Superior Facts

Superior Facts

To call Lake Superior a lake is really a misnomer. It is an inland sea belonging to the largest fresh water system in the world. It is 383 miles long and 160 miles wide at is greatest breath.

Great Lakes System Profile

Lake Superior is not the largest fresh body of water in the world. Lake Baykal (Baikal) in Russia, because of its great depths (5,000 feet in some places) has the greatest volume of fresh water on Earth at 6 quadrillion gallons.  Lake Tanganyika in east Africa is second with 5 quadrillion gallons followed by Lake Superior at 3 quadrillion (3,000,000,000,000,000) gallons.

Lake Superior Facts

  • Lake Superior contains 10% for all the freshwater on the planet Earth
  • It covers 82,000 square kilometers or 31,700 square miles.
  • The averaged depth is 147 meters or 483 feet.
  • There have been about 350 shipwrecks recorded on Lake Superior.
  • Lake Superior is, by surface area the largest lake in the world.
  • A Jesuit priest in 1868 name it Lac Tracy, but the name was never officially adopted.
  • It contains as much water as all the other Great Lakes combined plus 3 extra Lake Erie’s.
  • There is a small outflow from the lake at St. Mary’s (Sault Ste.
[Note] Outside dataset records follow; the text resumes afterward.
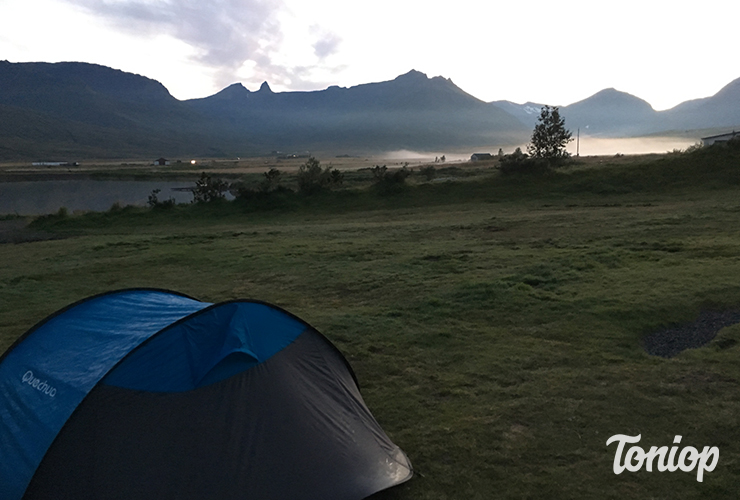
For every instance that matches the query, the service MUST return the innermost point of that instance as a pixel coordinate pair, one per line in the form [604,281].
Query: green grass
[494,324]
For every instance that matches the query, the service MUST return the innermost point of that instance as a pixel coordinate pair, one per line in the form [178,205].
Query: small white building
[708,141]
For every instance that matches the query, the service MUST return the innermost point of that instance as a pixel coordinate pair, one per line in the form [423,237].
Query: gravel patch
[670,342]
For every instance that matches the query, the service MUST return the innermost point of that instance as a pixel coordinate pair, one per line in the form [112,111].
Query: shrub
[271,180]
[154,202]
[312,178]
[519,162]
[389,179]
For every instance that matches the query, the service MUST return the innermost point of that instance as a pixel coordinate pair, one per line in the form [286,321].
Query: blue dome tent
[150,394]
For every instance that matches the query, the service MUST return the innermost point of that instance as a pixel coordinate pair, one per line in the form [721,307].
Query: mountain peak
[412,75]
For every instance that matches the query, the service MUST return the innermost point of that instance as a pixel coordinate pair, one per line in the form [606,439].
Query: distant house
[708,141]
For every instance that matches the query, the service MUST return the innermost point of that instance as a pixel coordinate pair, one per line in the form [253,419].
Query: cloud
[225,34]
[326,45]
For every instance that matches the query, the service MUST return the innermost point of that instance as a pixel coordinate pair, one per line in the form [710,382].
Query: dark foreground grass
[495,326]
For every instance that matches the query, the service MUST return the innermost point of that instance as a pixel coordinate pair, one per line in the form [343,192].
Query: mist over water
[598,146]
[45,197]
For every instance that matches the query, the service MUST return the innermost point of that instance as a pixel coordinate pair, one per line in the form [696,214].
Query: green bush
[208,189]
[155,202]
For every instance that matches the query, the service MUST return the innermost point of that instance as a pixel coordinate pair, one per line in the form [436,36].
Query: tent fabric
[157,396]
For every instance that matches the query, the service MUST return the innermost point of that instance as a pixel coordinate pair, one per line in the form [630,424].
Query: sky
[547,52]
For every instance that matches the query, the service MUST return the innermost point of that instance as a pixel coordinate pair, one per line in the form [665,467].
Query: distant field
[495,325]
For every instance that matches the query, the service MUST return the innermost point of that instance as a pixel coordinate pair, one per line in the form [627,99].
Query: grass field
[494,324]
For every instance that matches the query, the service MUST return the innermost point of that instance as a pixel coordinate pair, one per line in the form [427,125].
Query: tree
[550,136]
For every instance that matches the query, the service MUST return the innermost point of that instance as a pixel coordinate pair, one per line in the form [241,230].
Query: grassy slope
[494,325]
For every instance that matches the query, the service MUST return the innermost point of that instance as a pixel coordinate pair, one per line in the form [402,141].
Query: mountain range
[79,110]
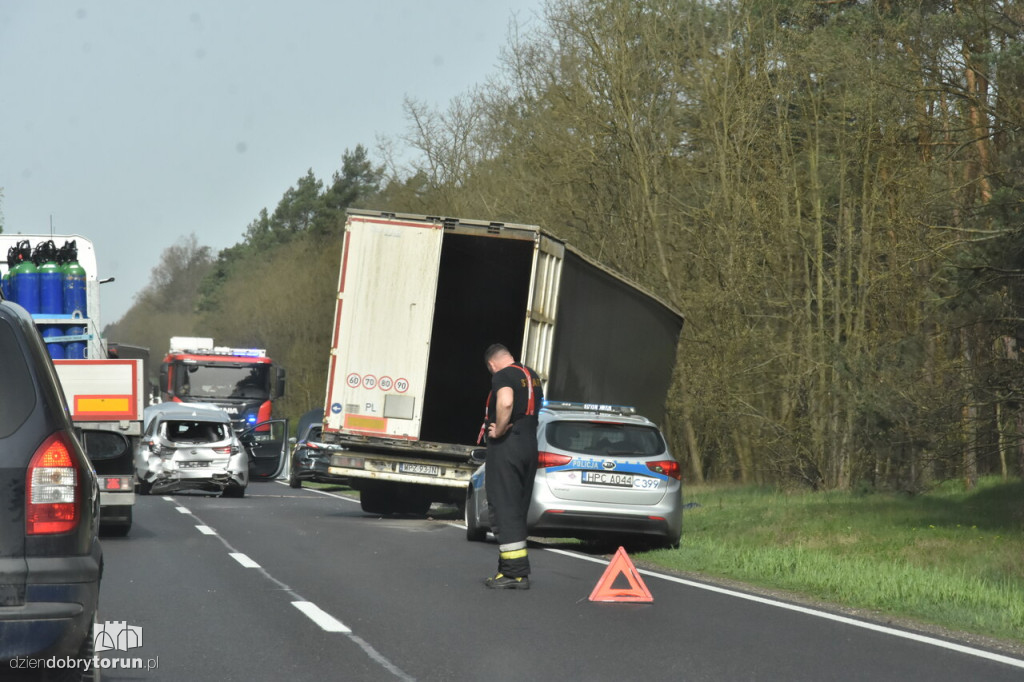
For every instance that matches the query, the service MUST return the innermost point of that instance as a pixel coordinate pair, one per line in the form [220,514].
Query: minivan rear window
[17,391]
[605,438]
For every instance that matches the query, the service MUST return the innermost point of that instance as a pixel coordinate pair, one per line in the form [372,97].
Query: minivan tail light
[52,491]
[668,468]
[545,460]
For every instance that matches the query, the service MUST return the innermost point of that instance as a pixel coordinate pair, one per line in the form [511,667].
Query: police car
[603,472]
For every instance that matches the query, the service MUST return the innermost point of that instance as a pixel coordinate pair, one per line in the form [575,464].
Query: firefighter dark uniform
[510,471]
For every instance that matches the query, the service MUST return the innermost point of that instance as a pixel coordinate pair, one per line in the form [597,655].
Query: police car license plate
[607,478]
[423,469]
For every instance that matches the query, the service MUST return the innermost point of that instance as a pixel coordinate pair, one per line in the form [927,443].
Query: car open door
[267,445]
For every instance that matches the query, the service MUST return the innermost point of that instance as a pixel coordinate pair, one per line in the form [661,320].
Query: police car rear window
[17,391]
[605,438]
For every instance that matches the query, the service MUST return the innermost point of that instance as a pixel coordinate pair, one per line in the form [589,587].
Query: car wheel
[474,533]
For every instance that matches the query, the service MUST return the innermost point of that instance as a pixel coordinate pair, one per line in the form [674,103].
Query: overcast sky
[137,122]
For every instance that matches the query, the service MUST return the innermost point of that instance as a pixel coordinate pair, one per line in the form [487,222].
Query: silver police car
[190,446]
[603,472]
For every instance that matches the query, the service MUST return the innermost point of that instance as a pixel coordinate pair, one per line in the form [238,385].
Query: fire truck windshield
[218,381]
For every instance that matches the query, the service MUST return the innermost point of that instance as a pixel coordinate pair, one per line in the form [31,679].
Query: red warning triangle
[621,564]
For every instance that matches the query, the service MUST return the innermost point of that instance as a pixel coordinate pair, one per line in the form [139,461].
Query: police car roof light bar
[589,407]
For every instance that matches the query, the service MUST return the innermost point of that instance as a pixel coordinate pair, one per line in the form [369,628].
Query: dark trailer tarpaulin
[612,342]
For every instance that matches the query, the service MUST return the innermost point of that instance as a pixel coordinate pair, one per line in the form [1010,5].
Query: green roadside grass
[950,557]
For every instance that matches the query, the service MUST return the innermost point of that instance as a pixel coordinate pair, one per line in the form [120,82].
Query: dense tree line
[830,192]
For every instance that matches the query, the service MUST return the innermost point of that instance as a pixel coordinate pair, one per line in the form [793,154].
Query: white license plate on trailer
[422,469]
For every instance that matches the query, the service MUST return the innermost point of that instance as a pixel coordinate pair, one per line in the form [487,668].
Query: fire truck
[243,382]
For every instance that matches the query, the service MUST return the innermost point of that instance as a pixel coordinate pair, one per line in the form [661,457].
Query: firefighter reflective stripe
[483,426]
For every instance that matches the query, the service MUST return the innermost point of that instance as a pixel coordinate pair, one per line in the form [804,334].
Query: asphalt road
[299,585]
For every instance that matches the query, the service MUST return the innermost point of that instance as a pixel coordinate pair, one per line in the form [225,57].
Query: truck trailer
[420,298]
[55,279]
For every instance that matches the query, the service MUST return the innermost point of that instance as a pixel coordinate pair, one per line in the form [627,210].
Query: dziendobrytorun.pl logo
[113,636]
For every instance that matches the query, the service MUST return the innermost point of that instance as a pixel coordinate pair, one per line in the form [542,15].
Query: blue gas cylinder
[75,299]
[50,279]
[25,279]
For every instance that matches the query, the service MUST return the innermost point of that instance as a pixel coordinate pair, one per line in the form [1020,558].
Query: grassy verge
[951,557]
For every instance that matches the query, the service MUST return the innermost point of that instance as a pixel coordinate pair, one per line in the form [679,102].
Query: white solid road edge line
[244,560]
[925,639]
[321,617]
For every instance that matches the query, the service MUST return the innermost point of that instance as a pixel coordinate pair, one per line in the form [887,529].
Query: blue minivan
[50,557]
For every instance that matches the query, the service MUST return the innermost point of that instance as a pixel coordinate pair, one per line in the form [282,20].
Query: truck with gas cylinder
[55,279]
[420,298]
[243,382]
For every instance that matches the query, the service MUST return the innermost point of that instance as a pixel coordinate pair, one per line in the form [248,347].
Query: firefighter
[515,397]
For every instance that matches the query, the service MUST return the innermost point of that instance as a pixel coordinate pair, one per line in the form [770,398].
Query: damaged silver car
[188,446]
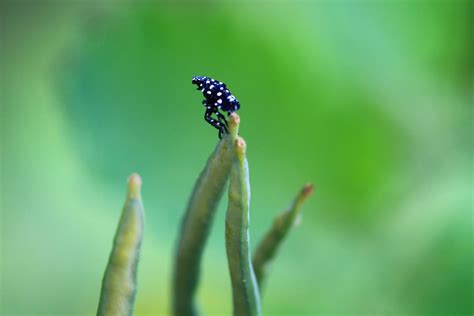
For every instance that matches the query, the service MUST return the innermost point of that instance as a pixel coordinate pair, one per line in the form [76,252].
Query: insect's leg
[213,122]
[222,120]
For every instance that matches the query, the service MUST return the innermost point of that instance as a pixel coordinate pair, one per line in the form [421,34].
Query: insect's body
[216,97]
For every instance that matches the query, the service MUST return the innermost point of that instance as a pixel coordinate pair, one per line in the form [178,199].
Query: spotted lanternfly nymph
[216,98]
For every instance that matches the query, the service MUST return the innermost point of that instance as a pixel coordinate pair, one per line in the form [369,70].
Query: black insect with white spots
[216,98]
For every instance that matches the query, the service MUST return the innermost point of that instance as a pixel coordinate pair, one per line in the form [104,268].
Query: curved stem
[246,298]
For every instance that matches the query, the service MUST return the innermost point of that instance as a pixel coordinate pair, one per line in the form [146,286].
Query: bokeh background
[369,100]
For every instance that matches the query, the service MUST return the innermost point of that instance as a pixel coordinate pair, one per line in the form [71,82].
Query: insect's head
[199,81]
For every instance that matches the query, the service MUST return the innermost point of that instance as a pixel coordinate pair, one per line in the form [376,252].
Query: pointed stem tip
[134,185]
[234,122]
[307,189]
[240,146]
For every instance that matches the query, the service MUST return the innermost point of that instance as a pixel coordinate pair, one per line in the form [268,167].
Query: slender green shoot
[245,295]
[198,219]
[119,284]
[269,245]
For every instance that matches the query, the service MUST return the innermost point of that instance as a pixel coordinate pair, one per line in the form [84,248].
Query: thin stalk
[270,243]
[119,284]
[197,221]
[245,295]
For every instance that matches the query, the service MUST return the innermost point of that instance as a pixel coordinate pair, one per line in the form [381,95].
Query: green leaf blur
[371,101]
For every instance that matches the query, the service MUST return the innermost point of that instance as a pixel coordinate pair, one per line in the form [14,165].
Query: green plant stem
[198,219]
[245,295]
[119,284]
[270,243]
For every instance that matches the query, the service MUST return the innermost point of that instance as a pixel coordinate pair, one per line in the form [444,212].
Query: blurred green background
[369,100]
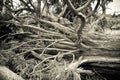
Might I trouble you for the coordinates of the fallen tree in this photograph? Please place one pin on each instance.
(47, 45)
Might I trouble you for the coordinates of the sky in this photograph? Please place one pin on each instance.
(113, 7)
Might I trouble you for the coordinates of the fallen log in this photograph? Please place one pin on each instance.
(7, 74)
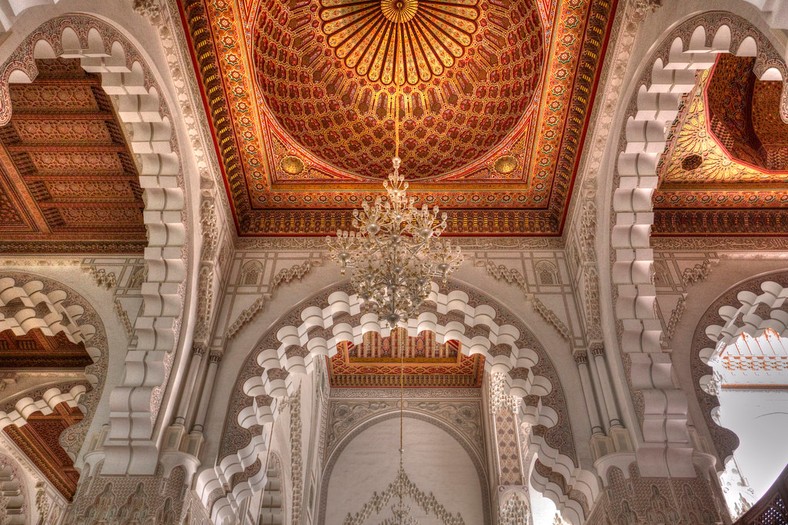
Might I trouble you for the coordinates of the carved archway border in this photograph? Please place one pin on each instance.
(725, 441)
(140, 105)
(68, 312)
(305, 332)
(394, 412)
(693, 45)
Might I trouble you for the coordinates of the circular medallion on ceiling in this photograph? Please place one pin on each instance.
(466, 72)
(399, 41)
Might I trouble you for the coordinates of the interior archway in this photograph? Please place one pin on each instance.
(360, 480)
(738, 380)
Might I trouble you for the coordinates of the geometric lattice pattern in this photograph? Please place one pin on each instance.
(378, 362)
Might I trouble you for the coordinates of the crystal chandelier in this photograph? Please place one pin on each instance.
(396, 249)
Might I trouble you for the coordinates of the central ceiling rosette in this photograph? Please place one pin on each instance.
(399, 41)
(468, 70)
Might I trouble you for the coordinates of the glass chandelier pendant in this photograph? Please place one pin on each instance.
(396, 252)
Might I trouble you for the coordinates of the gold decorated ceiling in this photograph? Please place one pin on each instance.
(494, 100)
(725, 170)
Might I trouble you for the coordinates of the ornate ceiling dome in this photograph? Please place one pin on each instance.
(328, 74)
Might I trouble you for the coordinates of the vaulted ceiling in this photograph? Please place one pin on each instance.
(494, 100)
(725, 170)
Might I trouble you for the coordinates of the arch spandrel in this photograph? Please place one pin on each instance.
(463, 314)
(655, 92)
(129, 75)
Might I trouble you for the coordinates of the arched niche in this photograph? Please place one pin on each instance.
(360, 476)
(726, 350)
(34, 302)
(688, 42)
(142, 98)
(312, 330)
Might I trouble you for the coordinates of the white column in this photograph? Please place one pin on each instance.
(188, 388)
(214, 358)
(581, 358)
(598, 351)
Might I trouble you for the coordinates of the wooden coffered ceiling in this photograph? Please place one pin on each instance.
(35, 350)
(495, 100)
(725, 170)
(378, 362)
(40, 363)
(68, 182)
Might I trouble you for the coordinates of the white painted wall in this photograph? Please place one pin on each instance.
(434, 461)
(759, 414)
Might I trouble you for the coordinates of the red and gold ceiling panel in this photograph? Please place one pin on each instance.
(725, 170)
(493, 100)
(36, 350)
(382, 362)
(68, 182)
(39, 440)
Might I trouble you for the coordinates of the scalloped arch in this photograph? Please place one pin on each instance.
(102, 49)
(749, 307)
(692, 46)
(306, 333)
(33, 301)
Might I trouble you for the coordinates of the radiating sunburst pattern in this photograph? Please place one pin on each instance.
(399, 41)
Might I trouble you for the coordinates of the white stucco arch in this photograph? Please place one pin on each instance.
(143, 100)
(317, 330)
(678, 41)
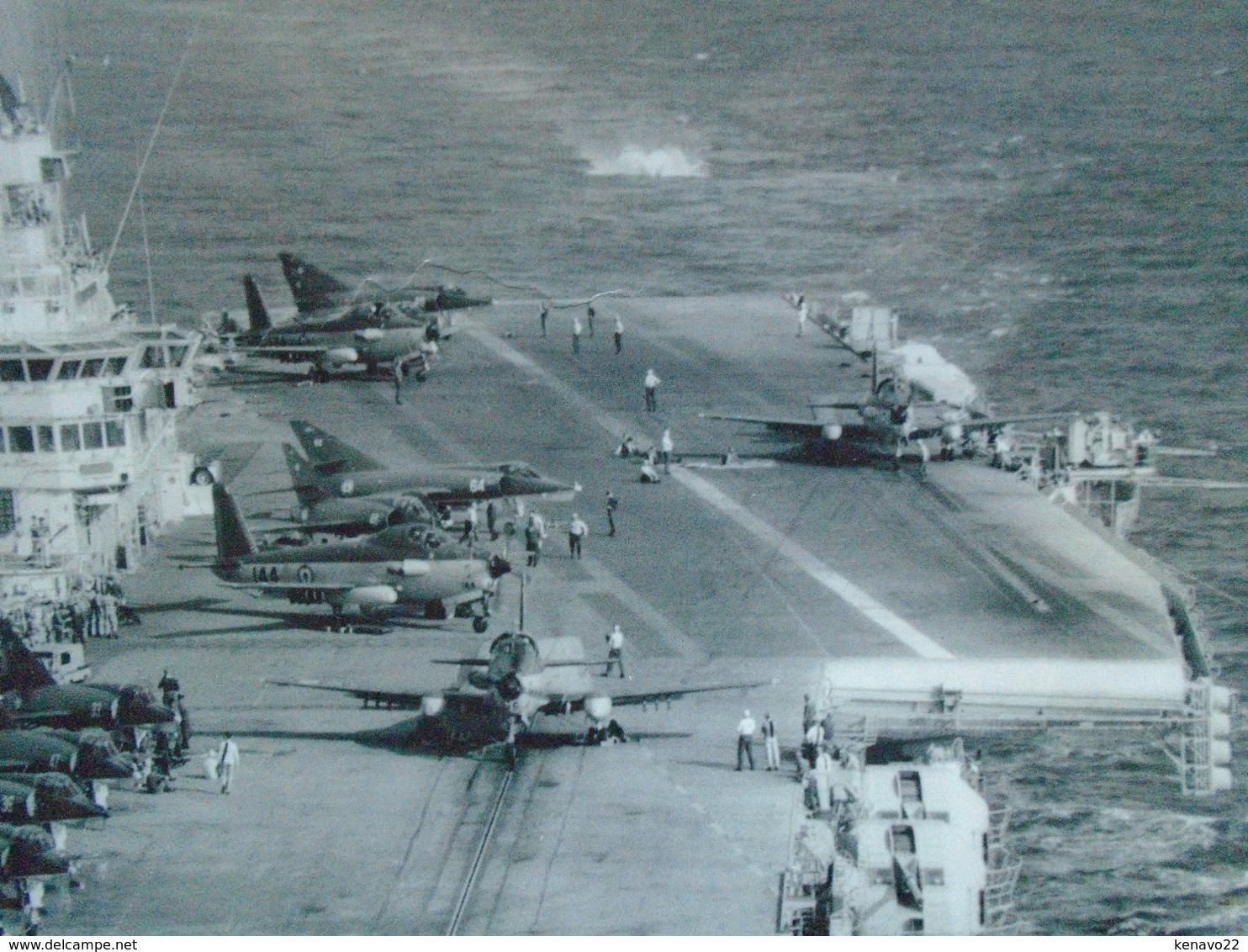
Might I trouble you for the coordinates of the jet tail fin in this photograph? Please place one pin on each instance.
(257, 315)
(304, 482)
(234, 539)
(23, 670)
(311, 287)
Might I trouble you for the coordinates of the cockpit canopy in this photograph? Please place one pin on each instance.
(520, 469)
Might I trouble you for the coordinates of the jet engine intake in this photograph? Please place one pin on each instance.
(372, 595)
(598, 706)
(342, 355)
(510, 688)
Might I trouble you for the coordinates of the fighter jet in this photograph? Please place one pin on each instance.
(29, 851)
(410, 567)
(316, 291)
(31, 696)
(340, 471)
(500, 693)
(370, 337)
(87, 755)
(890, 420)
(45, 799)
(351, 516)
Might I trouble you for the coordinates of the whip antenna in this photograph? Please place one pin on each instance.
(151, 144)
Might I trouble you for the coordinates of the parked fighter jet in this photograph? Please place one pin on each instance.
(31, 696)
(365, 336)
(89, 755)
(340, 471)
(316, 513)
(887, 422)
(500, 695)
(29, 851)
(406, 565)
(316, 291)
(45, 799)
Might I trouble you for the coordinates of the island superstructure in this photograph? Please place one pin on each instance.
(90, 468)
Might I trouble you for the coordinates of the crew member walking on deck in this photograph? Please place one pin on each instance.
(534, 532)
(652, 391)
(614, 652)
(469, 524)
(577, 533)
(745, 740)
(773, 745)
(229, 764)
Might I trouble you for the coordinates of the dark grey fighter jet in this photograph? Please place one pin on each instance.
(338, 471)
(500, 693)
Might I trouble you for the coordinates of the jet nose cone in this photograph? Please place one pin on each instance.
(116, 768)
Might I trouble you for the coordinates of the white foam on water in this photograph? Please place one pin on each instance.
(668, 162)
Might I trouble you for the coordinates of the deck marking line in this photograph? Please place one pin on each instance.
(838, 584)
(856, 598)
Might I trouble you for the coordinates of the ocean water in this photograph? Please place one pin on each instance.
(1054, 193)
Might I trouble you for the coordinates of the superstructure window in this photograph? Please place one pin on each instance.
(39, 369)
(123, 399)
(21, 439)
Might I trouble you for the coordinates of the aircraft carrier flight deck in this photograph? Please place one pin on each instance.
(717, 575)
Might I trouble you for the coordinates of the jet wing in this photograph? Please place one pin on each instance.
(307, 351)
(288, 585)
(46, 717)
(558, 704)
(401, 701)
(324, 448)
(802, 427)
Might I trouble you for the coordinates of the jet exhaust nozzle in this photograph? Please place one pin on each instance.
(372, 595)
(598, 707)
(342, 355)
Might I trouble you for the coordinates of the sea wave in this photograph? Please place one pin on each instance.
(668, 162)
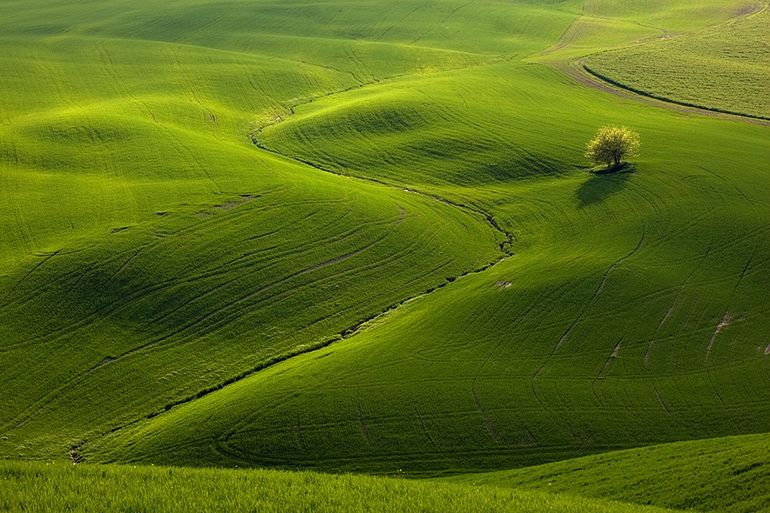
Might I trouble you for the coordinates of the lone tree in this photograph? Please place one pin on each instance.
(612, 144)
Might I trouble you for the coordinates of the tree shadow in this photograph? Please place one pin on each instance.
(602, 184)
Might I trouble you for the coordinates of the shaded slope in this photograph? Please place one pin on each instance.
(630, 313)
(721, 474)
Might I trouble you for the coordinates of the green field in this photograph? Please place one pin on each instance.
(724, 68)
(719, 474)
(362, 236)
(43, 487)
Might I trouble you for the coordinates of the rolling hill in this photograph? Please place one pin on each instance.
(356, 236)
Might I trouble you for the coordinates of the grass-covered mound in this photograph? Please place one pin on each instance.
(200, 194)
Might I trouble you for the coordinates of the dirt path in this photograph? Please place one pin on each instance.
(589, 78)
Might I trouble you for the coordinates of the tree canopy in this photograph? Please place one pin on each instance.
(612, 144)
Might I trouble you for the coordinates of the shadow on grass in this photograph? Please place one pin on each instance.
(603, 183)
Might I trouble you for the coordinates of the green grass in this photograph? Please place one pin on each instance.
(37, 487)
(362, 236)
(721, 474)
(602, 331)
(723, 68)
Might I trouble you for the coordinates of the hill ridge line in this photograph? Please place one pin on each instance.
(504, 247)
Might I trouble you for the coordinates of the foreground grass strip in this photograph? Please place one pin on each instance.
(35, 487)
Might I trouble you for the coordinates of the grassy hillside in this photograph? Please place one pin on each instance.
(725, 68)
(363, 236)
(630, 313)
(722, 474)
(32, 487)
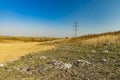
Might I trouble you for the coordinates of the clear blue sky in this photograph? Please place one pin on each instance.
(55, 18)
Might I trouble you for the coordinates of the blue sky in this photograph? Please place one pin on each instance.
(55, 18)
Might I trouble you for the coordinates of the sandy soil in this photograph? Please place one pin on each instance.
(12, 51)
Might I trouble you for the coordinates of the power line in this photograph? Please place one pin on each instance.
(76, 28)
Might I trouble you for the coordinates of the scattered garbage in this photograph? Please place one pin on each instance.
(67, 65)
(93, 51)
(60, 65)
(43, 57)
(105, 51)
(1, 65)
(82, 62)
(103, 60)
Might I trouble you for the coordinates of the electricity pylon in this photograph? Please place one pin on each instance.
(76, 28)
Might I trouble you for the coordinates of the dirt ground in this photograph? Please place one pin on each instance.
(12, 51)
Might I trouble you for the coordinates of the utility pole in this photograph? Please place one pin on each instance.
(76, 28)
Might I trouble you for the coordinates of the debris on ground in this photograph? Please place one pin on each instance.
(43, 57)
(105, 51)
(1, 65)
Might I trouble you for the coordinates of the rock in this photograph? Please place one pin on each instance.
(1, 65)
(43, 57)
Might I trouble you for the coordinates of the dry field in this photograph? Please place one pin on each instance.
(12, 51)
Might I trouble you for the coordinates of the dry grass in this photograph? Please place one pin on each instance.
(12, 51)
(114, 39)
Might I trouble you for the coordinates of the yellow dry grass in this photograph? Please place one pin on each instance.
(102, 39)
(12, 51)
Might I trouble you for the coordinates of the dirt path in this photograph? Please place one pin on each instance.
(11, 51)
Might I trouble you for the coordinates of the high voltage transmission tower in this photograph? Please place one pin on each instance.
(76, 28)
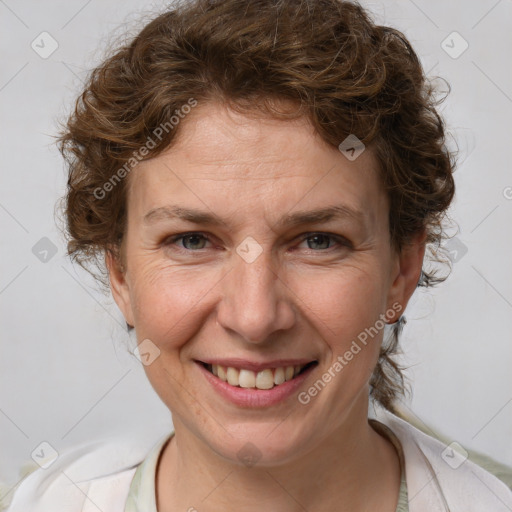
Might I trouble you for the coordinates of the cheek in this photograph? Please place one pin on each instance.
(168, 302)
(342, 302)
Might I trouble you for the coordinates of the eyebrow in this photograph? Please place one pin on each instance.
(293, 219)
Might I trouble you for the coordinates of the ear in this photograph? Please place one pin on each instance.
(119, 286)
(407, 267)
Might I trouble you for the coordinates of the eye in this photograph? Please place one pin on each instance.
(324, 240)
(191, 241)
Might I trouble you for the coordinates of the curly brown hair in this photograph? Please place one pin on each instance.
(344, 73)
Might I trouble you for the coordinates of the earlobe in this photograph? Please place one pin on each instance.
(119, 286)
(407, 272)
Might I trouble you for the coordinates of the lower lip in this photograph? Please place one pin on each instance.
(253, 398)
Marie) into the Lake Huron, but it takes almost 2 centuries for the water to be completely replaced.
  • There is enough water in Lake Superior to cover all of North and South America with a foot of water.
  • Lake Superior was formed during the last glacial retreat making it one of the Earth’s youngest major features at about 10,00 years old.
  • The deepest point in the lake is 405 meters or 1,333 feet.
  • There are 78 different species of fish that call the big lake home.
  • The maximum wave ever recorded on Lake Superior was 51 feet near Whitefish Bay.
  • If you stretched the shoreline of Lake Superior out into a straight line it would be long enough to reach from Duluth to the Bahamas.
  • Over 300 streams and rivers empty into Lake Superior with the largest being the Nipigon River.
  • The average underwater visibility of Lake Superior is about 8 meters or 27 feet making it the clearest and cleanest of the Great Lakes.  65-75 feet of visibility in some areas.
  • In the summer the sun sets more than 35 minutes later on the western shore of Lake Superior than on the southeastern edge.
  • Some of the world’s oldest rocks formed about 2.7 billion years ago, can be found on the Ontario shore of Lake Superior.
  • Lake Superior rarely freezes over completely and then for just a few hours. Complete freezing occurred in 1962, 1979, 1997 and 2009.